Lord Voldemort has six horcruxes which are bits of his soul, separated from the main entity to ensure his immortality.
But if all of them are destroyed, he will be mortal.
His six Horcruxes are:
1. T.M. Riddles Diary
2. Marvolo Gaunt's Ring
3. Salazar Slytherin's Locket
4. Helga Hufflepuff's Cup
5. Something Of Gryffindor's or Ravenclaw's
7. Lord Voldemort himself
the Horcrux, wickedest of magical inventions, we shall not speak nor give direction -
- from the introduction of Magick Moste Evile, Hogwarts Library (HBP18)
Horcruxes are indeed a
matter involving very advanced, very Dark Magic. Only one book in the Hogwarts Library has been found to refer to them even
in passing, the subject is banned at Hogwarts, and only two of the most senior professors on the Hogwarts staff are known
to have any information on the topic: Albus Dumbledore and Horace Slughorn. Most of our information on Horcruxes comes from
them, particularly from Professor Slughorn's memory of a fateful conversation with the young Tom Riddle and Professor Dumbledore's
later analysis of that memory (HBP23).
The term "Horcrux" is used
to refer to any object in which a person has concealed a part of his or her soul. The object need not be inanimate; according
to Dumbledore, a living creature can be used as a Horcrux, although it is risky to do so since the Horcrux in such a case
is something that can move and think for itself, independently of the implanted fragment of soul.
The purpose of a Horcrux
is to protect the given bit of soul from anything that might happen to the body of the person to whom the soul belongs.

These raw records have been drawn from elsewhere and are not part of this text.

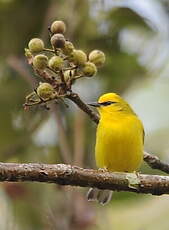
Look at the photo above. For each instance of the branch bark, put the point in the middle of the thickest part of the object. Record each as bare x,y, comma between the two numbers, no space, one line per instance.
72,175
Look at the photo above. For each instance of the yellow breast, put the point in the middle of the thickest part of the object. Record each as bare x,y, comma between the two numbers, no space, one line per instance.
119,143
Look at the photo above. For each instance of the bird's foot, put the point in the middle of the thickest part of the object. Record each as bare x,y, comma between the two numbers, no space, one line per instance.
103,170
133,179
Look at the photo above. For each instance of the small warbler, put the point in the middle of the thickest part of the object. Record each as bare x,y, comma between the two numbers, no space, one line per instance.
119,140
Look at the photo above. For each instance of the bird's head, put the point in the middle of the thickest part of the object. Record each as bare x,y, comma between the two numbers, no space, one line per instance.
110,103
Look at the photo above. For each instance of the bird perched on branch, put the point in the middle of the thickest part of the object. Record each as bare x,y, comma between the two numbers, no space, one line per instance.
119,140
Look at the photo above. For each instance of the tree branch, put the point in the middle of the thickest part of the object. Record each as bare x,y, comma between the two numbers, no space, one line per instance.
72,175
155,163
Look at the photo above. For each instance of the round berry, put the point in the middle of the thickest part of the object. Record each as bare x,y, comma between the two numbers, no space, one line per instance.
58,27
97,57
40,61
36,45
58,41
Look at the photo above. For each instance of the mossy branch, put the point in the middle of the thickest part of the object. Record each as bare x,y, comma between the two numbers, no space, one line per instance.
71,175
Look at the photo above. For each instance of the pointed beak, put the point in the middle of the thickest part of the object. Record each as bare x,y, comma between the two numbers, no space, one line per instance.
94,104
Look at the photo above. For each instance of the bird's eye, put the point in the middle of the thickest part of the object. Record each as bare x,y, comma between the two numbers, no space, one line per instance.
107,103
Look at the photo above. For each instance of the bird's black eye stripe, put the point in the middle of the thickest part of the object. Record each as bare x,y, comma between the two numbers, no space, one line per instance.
107,103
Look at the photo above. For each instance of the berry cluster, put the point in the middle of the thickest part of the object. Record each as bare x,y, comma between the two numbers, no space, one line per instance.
60,66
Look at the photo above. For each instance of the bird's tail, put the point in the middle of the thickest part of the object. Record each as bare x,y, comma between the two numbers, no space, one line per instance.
102,196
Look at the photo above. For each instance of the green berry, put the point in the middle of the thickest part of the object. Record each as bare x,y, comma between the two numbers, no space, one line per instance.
58,27
78,57
28,54
58,41
97,57
89,69
45,91
56,63
40,61
36,45
68,48
68,74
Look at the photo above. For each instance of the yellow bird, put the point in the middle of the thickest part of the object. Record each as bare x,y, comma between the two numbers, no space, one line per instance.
119,140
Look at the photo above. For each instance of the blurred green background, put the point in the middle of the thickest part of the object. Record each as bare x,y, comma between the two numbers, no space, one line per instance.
135,38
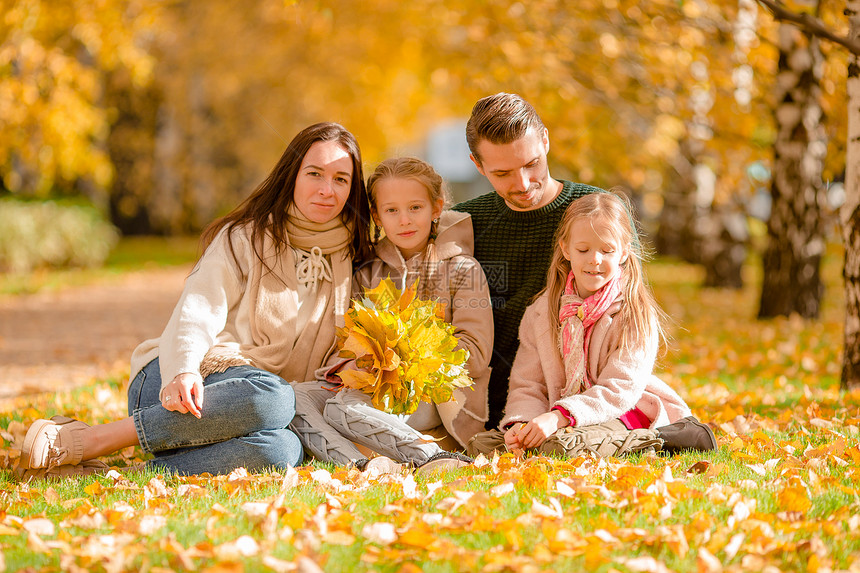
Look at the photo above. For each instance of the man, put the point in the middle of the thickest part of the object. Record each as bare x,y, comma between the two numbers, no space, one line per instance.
514,226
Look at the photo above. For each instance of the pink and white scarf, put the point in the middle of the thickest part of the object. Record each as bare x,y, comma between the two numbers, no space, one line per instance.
577,318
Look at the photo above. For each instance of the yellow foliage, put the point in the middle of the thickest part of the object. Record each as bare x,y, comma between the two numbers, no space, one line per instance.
406,352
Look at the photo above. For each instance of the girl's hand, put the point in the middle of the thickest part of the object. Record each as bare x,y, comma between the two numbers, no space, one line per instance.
184,394
533,434
512,440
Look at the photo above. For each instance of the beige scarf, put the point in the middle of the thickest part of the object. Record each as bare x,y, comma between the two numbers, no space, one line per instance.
277,346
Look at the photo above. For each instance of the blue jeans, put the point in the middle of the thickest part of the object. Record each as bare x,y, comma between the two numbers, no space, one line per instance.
244,424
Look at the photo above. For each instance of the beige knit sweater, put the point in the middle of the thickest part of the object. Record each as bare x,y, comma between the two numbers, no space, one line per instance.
622,379
458,282
229,310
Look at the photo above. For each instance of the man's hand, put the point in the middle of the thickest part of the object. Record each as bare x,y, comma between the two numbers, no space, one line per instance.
535,433
184,394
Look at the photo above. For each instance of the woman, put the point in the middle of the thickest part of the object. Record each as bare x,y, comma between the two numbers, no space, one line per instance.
258,311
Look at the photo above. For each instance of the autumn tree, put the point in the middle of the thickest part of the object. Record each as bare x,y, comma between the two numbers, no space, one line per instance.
850,210
792,259
53,127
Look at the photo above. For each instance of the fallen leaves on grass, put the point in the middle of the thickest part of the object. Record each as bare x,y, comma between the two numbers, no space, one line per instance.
781,494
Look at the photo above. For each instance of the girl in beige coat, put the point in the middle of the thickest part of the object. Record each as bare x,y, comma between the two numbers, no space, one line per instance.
588,346
434,246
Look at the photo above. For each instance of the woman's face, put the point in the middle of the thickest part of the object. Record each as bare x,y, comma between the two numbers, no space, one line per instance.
323,181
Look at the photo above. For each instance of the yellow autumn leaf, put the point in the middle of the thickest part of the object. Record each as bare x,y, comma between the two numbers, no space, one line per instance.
794,498
407,353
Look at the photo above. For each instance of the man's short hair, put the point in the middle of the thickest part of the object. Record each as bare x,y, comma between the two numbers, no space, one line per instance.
500,119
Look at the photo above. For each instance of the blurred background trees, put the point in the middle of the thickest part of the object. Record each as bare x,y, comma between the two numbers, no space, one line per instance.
726,126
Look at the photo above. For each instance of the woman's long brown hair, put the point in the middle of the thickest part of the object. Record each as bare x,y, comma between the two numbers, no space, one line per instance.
265,210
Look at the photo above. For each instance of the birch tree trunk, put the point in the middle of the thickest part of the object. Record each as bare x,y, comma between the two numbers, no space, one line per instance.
850,213
792,260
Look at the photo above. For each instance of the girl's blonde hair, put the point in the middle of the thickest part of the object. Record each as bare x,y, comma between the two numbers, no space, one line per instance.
422,172
640,315
408,168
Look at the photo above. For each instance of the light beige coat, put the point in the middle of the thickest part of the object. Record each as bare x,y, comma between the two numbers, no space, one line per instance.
456,280
622,379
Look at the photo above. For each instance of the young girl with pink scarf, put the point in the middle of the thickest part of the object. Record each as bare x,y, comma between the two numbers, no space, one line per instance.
582,379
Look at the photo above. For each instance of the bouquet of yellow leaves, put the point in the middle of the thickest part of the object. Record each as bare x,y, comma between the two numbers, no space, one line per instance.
405,350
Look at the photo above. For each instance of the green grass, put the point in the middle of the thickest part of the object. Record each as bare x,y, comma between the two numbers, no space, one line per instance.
781,493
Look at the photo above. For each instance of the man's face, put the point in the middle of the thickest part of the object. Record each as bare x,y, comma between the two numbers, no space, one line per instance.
518,170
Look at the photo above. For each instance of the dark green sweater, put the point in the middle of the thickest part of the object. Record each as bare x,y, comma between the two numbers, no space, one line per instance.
514,249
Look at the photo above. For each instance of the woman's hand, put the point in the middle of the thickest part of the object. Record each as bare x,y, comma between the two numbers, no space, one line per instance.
533,434
184,394
512,440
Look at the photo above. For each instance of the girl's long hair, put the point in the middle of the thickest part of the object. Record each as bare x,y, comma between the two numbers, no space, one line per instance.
265,210
641,317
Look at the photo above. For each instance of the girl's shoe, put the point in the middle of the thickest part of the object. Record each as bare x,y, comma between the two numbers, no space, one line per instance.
444,461
687,434
382,465
88,467
52,443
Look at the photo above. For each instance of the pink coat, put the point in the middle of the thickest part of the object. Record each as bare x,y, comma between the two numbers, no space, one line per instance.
622,379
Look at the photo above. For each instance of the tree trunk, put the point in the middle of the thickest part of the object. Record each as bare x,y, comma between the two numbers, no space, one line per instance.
792,260
850,214
131,148
724,246
676,235
695,228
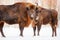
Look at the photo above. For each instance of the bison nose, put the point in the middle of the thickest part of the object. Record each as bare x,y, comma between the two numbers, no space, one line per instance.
37,18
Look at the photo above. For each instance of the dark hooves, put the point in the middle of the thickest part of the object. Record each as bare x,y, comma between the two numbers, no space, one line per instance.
21,35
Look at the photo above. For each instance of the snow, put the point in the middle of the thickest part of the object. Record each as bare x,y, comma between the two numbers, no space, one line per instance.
12,33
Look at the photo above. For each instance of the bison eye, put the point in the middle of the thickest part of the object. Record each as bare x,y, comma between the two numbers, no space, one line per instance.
27,8
36,8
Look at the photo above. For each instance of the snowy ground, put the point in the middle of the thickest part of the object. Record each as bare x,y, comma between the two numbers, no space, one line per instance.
12,33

While
the Horcrux is kept safe, the person will continue to exist even if his or her body is damaged or destroyed.
To create a Horcrux, by
definition the spell-caster must have split his or her soul into fragments, so that one fragment can be implanted within the
Horcrux while the other is retained in the spell-caster's own body. The act of splitting the soul is accomplished by committing
murder, which rips the soul apart. From Dumbledore's remarks about Voldemort's possible planned use of the murders of the
Potters when Harry was a baby and of Frank Bryce's murder in 1994 [Y14], it does not matter whether the victim is a witch,
wizard, or Muggle. According to Slughorn, some spell appears to be involved for the implant process, but Slughorn neither
knew nor wished to know the details (HBP23).